I couldn’t tell if he was fine or if he was pissed off, but I decided to just act like he was fine because it was easier to do right now and I didn’t want to think he was pissed.
“Do you want to go swimming?” I asked after a few moments of silence a bit.
I could already see his mood perking up a bit as he nodded. We agreed to meet in front of the building that the pool was in and then we headed back to our own dorms to get changed. I hoped my friends weren’t back in the dorm already because I didn’t want to have to explain to them why I was changing into a swimsuit.
Thankfully the room was empty when I got back to it and after I looked at the time I knew my friends weren’t going to come back because it was getting close to lunch so they would probably just go straight to the dining hall.
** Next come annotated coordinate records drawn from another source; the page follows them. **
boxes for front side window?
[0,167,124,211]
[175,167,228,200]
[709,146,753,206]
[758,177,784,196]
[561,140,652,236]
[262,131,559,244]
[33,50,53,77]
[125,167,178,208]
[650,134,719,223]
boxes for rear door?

I will admit that I felt a little left out as far as hanging out with them goes, but I was pretty much doing it to myself though. Always choosing to hang out with Harry instead of doing something with them.
This is what I always feared would happen if I got a boyfriend in school, I would spend time with him instead of my friends. The worst part was that I was too nervous to even tell them who the guy is.
They haven’t said anything about me not hanging out with them as much though so I guess I really didn’t have anything to worry about. I shrugged the thought away and then began to get changed and ready to go to the pool with Harry.